There are some real treats out there. I agree, Miss Smilla's Sense of Snow (Peter Hoeg) is fantastic, get the British English translation as it is better than the American one. The film is also good. Lots of wonderful German writer: Heinrich Boll wrote The Clown and The Lost Honour of Katerina Blum. Then there is Gunter Grass and a whole string of novels written in and around the city of Danzig (Gdansk). These include: The Tin Drum and Cat and Mouse. The latter is totally absorbing if you can cope with an unreliable narrator. Another German writer, Stevan Heym wrote a remarkable novel called The King David Report based on the life of Solomon. If that sounds dull and boring you couldn't be more wrong. The Buddenbrocks by Thomas Mann is a bit like a German Forsyte Saga. Moving swiftly to India, Arundahti Roy's book The God of Small things, based in Kerala, is an evocative, wistful book and was was one of the stimuli that made me travel to India where I saw for myself the Kathkali dancers. Back to Europe of course there are all the wonderful mainly Scandinavian crime writers............... I think I had better let someone else have a say!

ummlilia Tue 15-Jan-13 10:06:33

if you fancy some novels translated from french, this is a great source www.gallicbooks.com/

nightcat Tue 15-Jan-13 10:11:55

Really liked Kristin Lavransdaughter by Sigrid Undset, Nobel Literature prize winner.

Madumbi Tue 15-Jan-13 10:12:51

Have you tried Le Grand Meaulnes by Henri Alain-Fournier? Unless I am imagining it, I think it's having its centenary this year, sure I heard something about this on the radio recently but it was first thing in the morning! I have heard it's brilliant and been meaning to try it myself. It's a coming-of-age story. There are some Kindle versions though not as cheap as some classics.

bohemimum Tue 15-Jan-13 10:46:04

Murakami, Zola, Chimamanda Adiche Ngozi, Nemirovsky, all wonderful!

sassolino Wed 16-Jan-13 09:47:28

Le Rouge et le Noir ( The Red and the Black), 1830, by Stendhal is a masterpiece.
Ivan Turgenev: On the Eve, Fathers and Sons, King Lear of the Steppes, Torrents of Spring
Dostoevsky, of course

Jux Wed 16-Jan-13 12:54:53

Balzac - any really, but I love The Black Sheep as it's the first one I read.

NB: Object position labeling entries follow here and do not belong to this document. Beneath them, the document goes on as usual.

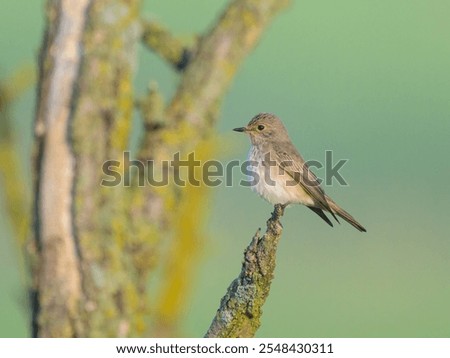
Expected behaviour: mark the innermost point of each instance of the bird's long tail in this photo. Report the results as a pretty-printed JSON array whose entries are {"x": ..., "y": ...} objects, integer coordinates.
[{"x": 344, "y": 215}]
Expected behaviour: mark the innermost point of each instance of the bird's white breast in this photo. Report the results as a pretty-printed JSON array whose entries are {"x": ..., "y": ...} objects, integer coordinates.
[{"x": 272, "y": 183}]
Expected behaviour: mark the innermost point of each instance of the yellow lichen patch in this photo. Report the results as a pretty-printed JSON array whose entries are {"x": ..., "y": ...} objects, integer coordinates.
[{"x": 187, "y": 242}]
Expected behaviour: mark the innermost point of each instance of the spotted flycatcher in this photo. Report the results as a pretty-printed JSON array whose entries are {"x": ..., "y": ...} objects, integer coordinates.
[{"x": 283, "y": 177}]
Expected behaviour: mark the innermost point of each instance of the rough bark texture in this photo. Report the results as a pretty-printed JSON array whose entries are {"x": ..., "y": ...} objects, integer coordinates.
[
  {"x": 95, "y": 245},
  {"x": 84, "y": 115},
  {"x": 240, "y": 309},
  {"x": 59, "y": 281},
  {"x": 185, "y": 125}
]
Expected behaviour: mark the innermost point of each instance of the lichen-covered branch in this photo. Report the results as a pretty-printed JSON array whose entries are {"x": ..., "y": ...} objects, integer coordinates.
[
  {"x": 240, "y": 309},
  {"x": 161, "y": 41},
  {"x": 58, "y": 276},
  {"x": 217, "y": 59},
  {"x": 88, "y": 280},
  {"x": 187, "y": 126}
]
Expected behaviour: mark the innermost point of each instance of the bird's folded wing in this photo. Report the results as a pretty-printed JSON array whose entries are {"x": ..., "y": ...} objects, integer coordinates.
[{"x": 295, "y": 166}]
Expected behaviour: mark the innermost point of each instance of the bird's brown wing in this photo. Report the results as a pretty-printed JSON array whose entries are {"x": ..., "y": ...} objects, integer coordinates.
[{"x": 295, "y": 166}]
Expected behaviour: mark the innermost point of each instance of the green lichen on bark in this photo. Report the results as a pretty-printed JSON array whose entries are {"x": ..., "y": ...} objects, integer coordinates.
[
  {"x": 240, "y": 309},
  {"x": 114, "y": 290}
]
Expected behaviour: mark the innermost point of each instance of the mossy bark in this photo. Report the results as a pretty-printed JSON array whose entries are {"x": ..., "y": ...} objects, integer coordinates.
[
  {"x": 240, "y": 311},
  {"x": 95, "y": 245}
]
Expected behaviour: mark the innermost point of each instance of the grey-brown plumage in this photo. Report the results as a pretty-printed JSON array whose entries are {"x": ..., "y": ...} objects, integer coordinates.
[{"x": 284, "y": 176}]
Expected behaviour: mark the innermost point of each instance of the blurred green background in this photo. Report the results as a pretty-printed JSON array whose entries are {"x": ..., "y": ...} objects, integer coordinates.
[{"x": 369, "y": 80}]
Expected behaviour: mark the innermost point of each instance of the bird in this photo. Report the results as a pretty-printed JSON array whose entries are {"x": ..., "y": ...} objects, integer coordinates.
[{"x": 282, "y": 175}]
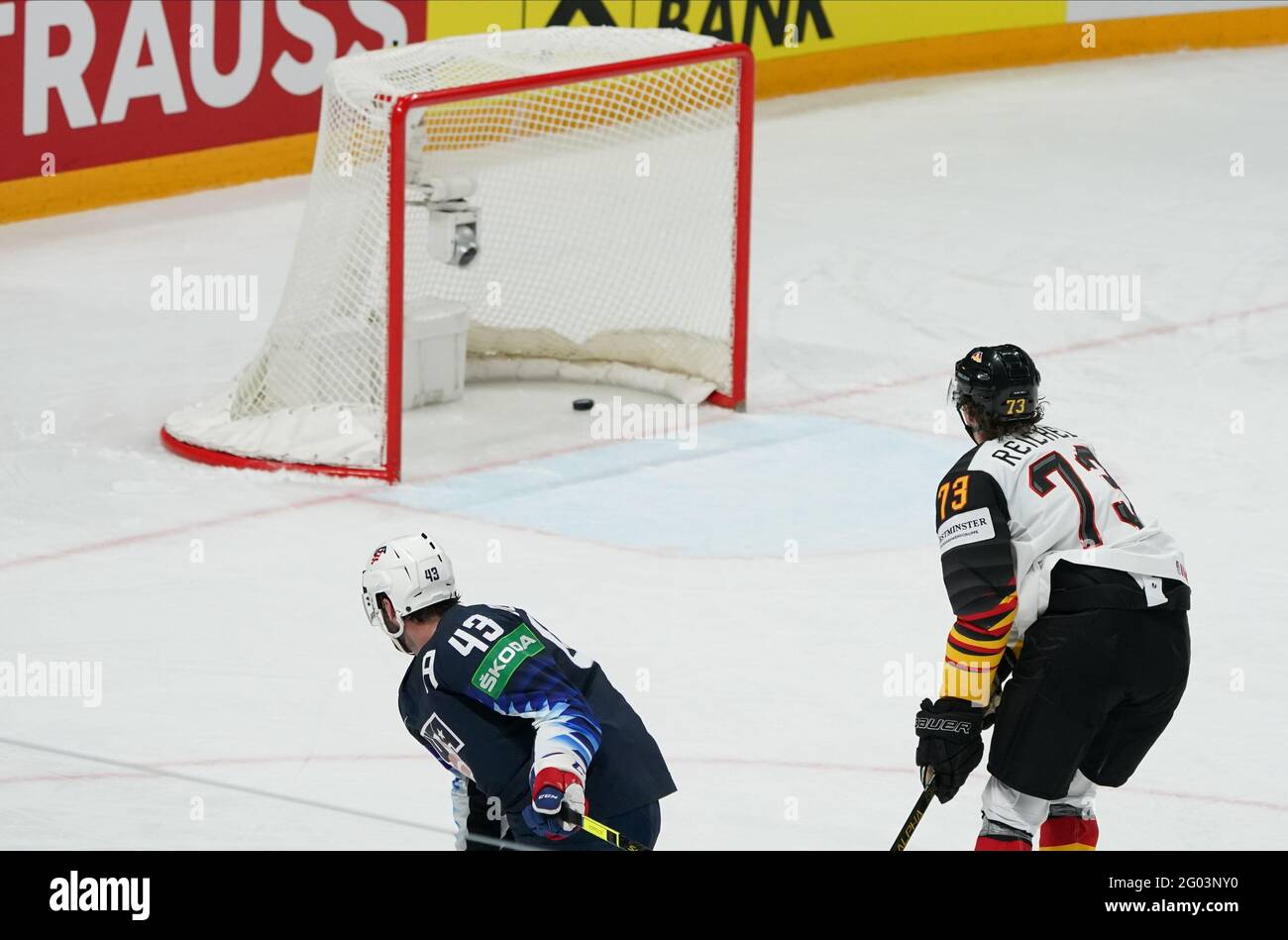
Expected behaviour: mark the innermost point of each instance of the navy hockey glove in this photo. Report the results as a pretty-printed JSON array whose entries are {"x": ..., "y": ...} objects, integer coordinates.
[
  {"x": 552, "y": 789},
  {"x": 948, "y": 743}
]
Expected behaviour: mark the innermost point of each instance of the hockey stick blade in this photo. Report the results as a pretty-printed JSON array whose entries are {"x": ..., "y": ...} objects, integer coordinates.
[
  {"x": 914, "y": 818},
  {"x": 600, "y": 831}
]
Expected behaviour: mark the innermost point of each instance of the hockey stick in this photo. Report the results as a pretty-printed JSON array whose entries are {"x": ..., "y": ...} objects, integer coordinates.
[
  {"x": 914, "y": 818},
  {"x": 927, "y": 793},
  {"x": 600, "y": 831}
]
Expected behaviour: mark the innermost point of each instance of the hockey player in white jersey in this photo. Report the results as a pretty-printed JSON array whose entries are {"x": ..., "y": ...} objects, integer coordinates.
[{"x": 1052, "y": 574}]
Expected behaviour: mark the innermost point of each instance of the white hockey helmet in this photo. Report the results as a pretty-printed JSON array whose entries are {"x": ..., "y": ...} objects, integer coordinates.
[{"x": 413, "y": 574}]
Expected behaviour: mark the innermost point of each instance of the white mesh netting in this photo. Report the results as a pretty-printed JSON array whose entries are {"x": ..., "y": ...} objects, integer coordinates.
[{"x": 606, "y": 215}]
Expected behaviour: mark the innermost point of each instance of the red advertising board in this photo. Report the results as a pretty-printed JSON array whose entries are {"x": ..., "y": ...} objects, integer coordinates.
[{"x": 89, "y": 82}]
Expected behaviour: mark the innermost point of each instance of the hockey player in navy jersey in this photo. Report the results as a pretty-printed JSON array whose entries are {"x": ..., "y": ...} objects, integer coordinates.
[
  {"x": 1050, "y": 567},
  {"x": 524, "y": 724}
]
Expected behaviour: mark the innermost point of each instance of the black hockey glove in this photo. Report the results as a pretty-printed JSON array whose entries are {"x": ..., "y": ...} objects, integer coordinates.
[{"x": 948, "y": 743}]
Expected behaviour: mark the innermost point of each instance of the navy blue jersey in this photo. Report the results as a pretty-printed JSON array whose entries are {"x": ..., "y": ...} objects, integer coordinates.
[{"x": 494, "y": 694}]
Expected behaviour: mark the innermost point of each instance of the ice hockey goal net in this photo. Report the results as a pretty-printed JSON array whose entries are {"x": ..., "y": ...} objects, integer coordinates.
[{"x": 609, "y": 170}]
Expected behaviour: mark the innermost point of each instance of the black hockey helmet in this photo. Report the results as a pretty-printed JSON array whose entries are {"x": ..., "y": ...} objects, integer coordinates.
[{"x": 1000, "y": 381}]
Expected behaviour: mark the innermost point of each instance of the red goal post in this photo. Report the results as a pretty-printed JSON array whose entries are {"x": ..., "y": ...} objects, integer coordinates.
[{"x": 191, "y": 447}]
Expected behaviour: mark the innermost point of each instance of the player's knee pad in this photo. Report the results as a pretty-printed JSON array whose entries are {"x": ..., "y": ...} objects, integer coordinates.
[
  {"x": 1070, "y": 823},
  {"x": 1000, "y": 837},
  {"x": 1012, "y": 807}
]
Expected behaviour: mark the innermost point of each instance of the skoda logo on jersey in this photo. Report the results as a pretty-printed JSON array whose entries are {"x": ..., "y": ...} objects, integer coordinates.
[{"x": 506, "y": 657}]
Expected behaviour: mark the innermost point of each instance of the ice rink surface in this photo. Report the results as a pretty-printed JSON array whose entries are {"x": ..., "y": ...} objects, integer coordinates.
[{"x": 769, "y": 599}]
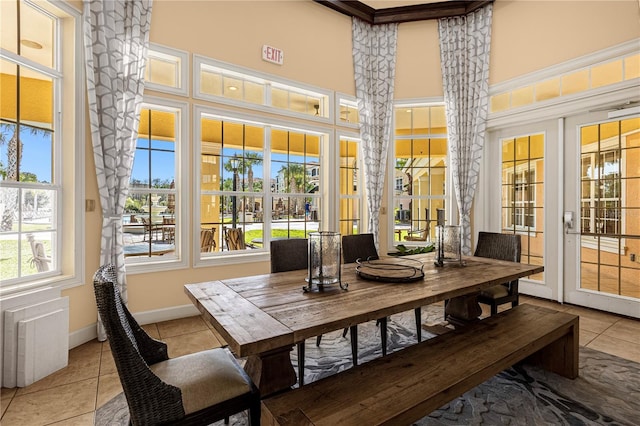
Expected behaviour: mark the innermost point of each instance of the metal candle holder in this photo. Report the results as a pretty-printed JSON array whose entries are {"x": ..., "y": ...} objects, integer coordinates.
[{"x": 325, "y": 261}]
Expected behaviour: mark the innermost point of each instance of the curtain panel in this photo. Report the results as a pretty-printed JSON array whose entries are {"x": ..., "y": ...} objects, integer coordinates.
[
  {"x": 464, "y": 53},
  {"x": 116, "y": 34},
  {"x": 374, "y": 60}
]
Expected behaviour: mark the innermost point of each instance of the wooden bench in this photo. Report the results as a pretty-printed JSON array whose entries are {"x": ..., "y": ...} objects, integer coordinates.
[{"x": 408, "y": 384}]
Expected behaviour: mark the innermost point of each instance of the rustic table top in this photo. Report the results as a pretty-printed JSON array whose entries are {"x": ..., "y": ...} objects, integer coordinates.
[{"x": 260, "y": 313}]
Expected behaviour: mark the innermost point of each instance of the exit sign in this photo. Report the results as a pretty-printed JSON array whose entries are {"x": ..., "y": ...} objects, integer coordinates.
[{"x": 272, "y": 54}]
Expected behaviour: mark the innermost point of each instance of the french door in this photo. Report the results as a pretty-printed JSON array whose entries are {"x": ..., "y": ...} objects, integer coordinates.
[
  {"x": 522, "y": 198},
  {"x": 602, "y": 213}
]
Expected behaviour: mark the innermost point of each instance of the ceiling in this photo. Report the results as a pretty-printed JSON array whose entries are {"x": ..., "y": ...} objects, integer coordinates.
[{"x": 387, "y": 12}]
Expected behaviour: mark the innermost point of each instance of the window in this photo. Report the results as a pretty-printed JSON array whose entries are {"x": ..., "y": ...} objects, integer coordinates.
[
  {"x": 38, "y": 172},
  {"x": 350, "y": 216},
  {"x": 420, "y": 169},
  {"x": 523, "y": 195},
  {"x": 262, "y": 178},
  {"x": 153, "y": 222},
  {"x": 166, "y": 70},
  {"x": 220, "y": 82}
]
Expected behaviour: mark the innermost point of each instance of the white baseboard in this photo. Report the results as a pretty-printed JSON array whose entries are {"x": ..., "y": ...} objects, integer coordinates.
[{"x": 89, "y": 333}]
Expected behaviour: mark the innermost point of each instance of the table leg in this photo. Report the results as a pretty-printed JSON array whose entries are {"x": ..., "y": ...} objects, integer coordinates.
[
  {"x": 463, "y": 309},
  {"x": 271, "y": 371}
]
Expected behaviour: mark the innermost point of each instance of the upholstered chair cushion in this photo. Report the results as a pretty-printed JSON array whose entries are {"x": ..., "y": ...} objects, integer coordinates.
[{"x": 205, "y": 378}]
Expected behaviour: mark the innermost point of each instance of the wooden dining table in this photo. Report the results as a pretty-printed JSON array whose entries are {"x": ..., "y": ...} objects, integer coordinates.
[{"x": 262, "y": 317}]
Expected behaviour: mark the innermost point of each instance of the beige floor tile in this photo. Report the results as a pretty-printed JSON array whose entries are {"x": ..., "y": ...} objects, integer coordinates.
[
  {"x": 593, "y": 314},
  {"x": 108, "y": 387},
  {"x": 152, "y": 330},
  {"x": 52, "y": 405},
  {"x": 591, "y": 324},
  {"x": 617, "y": 347},
  {"x": 181, "y": 326},
  {"x": 625, "y": 329},
  {"x": 587, "y": 337},
  {"x": 6, "y": 396},
  {"x": 107, "y": 364},
  {"x": 544, "y": 303},
  {"x": 84, "y": 363},
  {"x": 190, "y": 343},
  {"x": 83, "y": 420}
]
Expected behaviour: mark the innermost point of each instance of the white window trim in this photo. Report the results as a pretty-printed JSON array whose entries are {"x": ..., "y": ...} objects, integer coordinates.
[
  {"x": 183, "y": 89},
  {"x": 180, "y": 258},
  {"x": 76, "y": 276},
  {"x": 349, "y": 100},
  {"x": 355, "y": 137},
  {"x": 199, "y": 61}
]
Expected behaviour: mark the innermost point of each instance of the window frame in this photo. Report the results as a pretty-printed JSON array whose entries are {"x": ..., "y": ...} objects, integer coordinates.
[
  {"x": 69, "y": 259},
  {"x": 183, "y": 67},
  {"x": 326, "y": 96},
  {"x": 227, "y": 257},
  {"x": 178, "y": 259}
]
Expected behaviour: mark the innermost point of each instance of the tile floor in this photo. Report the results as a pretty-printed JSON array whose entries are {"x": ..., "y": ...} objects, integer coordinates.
[{"x": 71, "y": 395}]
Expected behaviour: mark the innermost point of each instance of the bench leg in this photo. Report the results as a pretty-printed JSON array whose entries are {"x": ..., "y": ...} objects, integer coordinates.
[
  {"x": 561, "y": 355},
  {"x": 383, "y": 334},
  {"x": 301, "y": 363},
  {"x": 353, "y": 330},
  {"x": 271, "y": 371}
]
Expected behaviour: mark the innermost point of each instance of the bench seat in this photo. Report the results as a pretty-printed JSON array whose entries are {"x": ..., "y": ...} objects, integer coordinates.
[{"x": 408, "y": 384}]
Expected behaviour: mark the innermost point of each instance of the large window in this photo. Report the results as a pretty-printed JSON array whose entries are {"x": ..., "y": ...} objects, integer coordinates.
[
  {"x": 350, "y": 216},
  {"x": 37, "y": 170},
  {"x": 420, "y": 169},
  {"x": 523, "y": 194},
  {"x": 610, "y": 207},
  {"x": 258, "y": 181},
  {"x": 153, "y": 222}
]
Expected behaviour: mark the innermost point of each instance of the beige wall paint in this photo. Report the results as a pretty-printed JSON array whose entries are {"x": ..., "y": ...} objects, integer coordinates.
[{"x": 317, "y": 46}]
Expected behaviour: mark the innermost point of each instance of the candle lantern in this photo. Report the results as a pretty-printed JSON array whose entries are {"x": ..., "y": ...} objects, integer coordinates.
[{"x": 325, "y": 258}]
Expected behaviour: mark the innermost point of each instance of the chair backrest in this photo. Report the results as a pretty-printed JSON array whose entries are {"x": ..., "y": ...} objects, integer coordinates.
[
  {"x": 150, "y": 400},
  {"x": 499, "y": 246},
  {"x": 358, "y": 246},
  {"x": 234, "y": 238},
  {"x": 207, "y": 240},
  {"x": 289, "y": 255},
  {"x": 39, "y": 254}
]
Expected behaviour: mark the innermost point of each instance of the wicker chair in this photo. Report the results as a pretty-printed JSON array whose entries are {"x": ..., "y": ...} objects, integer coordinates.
[
  {"x": 198, "y": 388},
  {"x": 503, "y": 247}
]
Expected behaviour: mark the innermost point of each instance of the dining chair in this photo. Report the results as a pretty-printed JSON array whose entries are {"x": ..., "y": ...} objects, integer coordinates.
[
  {"x": 207, "y": 240},
  {"x": 499, "y": 246},
  {"x": 40, "y": 258},
  {"x": 199, "y": 388}
]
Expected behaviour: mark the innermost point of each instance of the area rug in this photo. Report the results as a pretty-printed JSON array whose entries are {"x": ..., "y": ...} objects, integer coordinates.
[{"x": 606, "y": 393}]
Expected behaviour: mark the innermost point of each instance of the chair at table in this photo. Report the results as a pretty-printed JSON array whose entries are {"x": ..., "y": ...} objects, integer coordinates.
[
  {"x": 503, "y": 247},
  {"x": 40, "y": 258},
  {"x": 234, "y": 238},
  {"x": 207, "y": 240},
  {"x": 198, "y": 388}
]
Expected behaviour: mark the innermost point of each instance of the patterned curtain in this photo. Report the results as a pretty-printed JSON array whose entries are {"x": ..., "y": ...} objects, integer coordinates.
[
  {"x": 116, "y": 42},
  {"x": 374, "y": 59},
  {"x": 464, "y": 52}
]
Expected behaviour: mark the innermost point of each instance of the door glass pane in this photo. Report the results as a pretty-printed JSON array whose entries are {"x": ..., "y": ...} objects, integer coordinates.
[
  {"x": 523, "y": 195},
  {"x": 610, "y": 211}
]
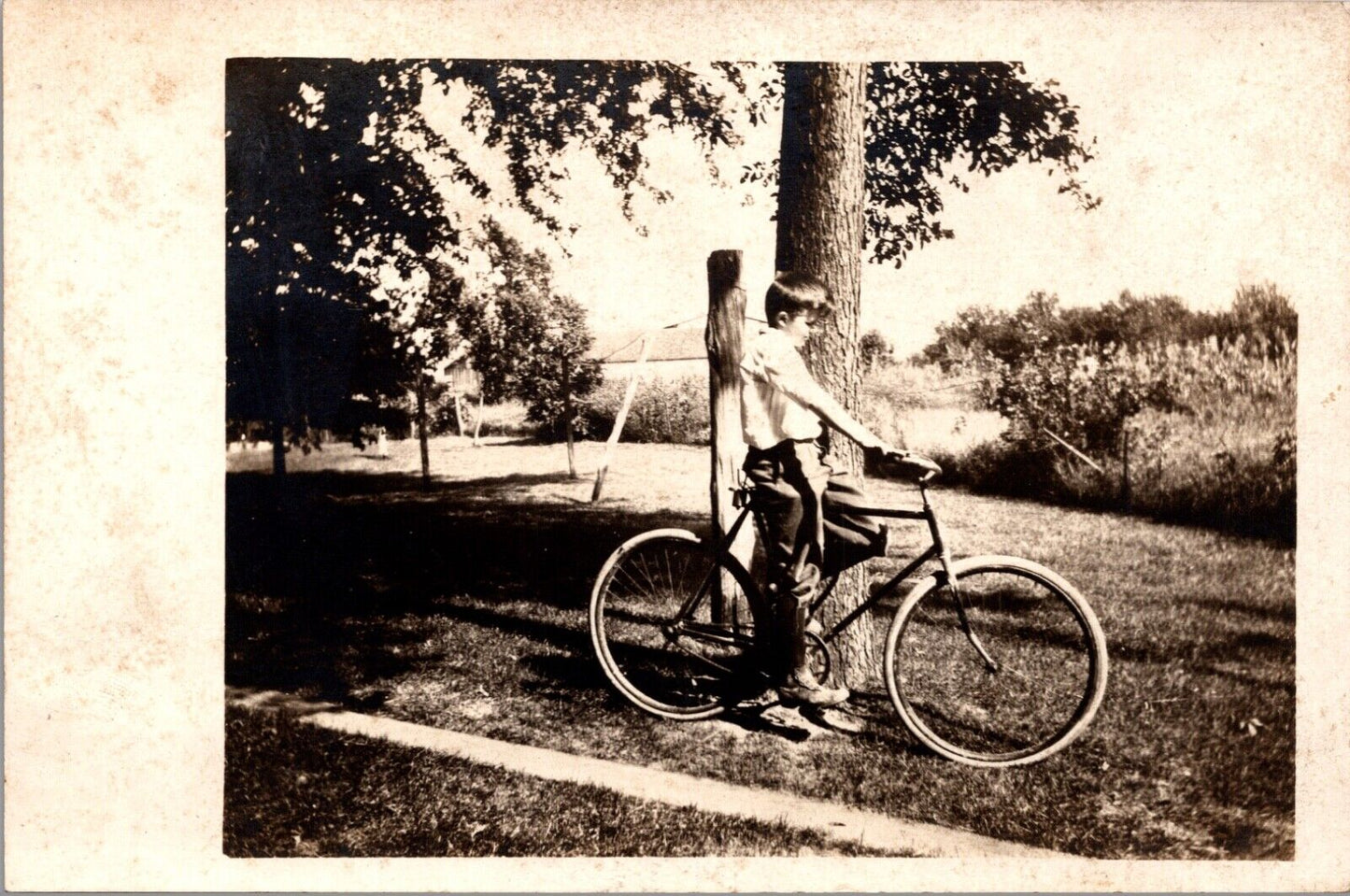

nightcat Fri 18-Jan-13 18:45:45

sassolino, this will make you laugh, my current winter attire is red (coat) and black (hat/scarf/gloves/boots), someone has commmented with THAT literary connection :D

MiddleAgeMiddleEngland Sun 20-Jan-13 17:47:18

Zola and Balzac, definately. Has anyone else tried Knut Hamsun's Growth of the Soil (or any of his other books). Have read Growth several times, the first page is so evocative. Set in Norway, some people might condemn Hamsun for his political views, but he's a good storyteller, and writing as it was in his time.

IndridCold Mon 21-Jan-13 17:44:39

Yes yes to the Makioka Sisters.
Also 'And Quiet Flows the Don' by Mikhail Sholokov, which is about a village of Cossacks getting drawn into the First World War. And my absolute favorite 'the Master and Margherita by Mikhail Bulgakov, brilliant story and very funny. Make sure you get the Michael Glenny translation though...

drjohnsonscat Mon 21-Jan-13 17:48:02

Agree with Germinal. It's a devastating read. I found it hard to get over.

As a huge Dickens fan I would say it doesn't have the wit and inventiveness of Dickens but it is quite compelling.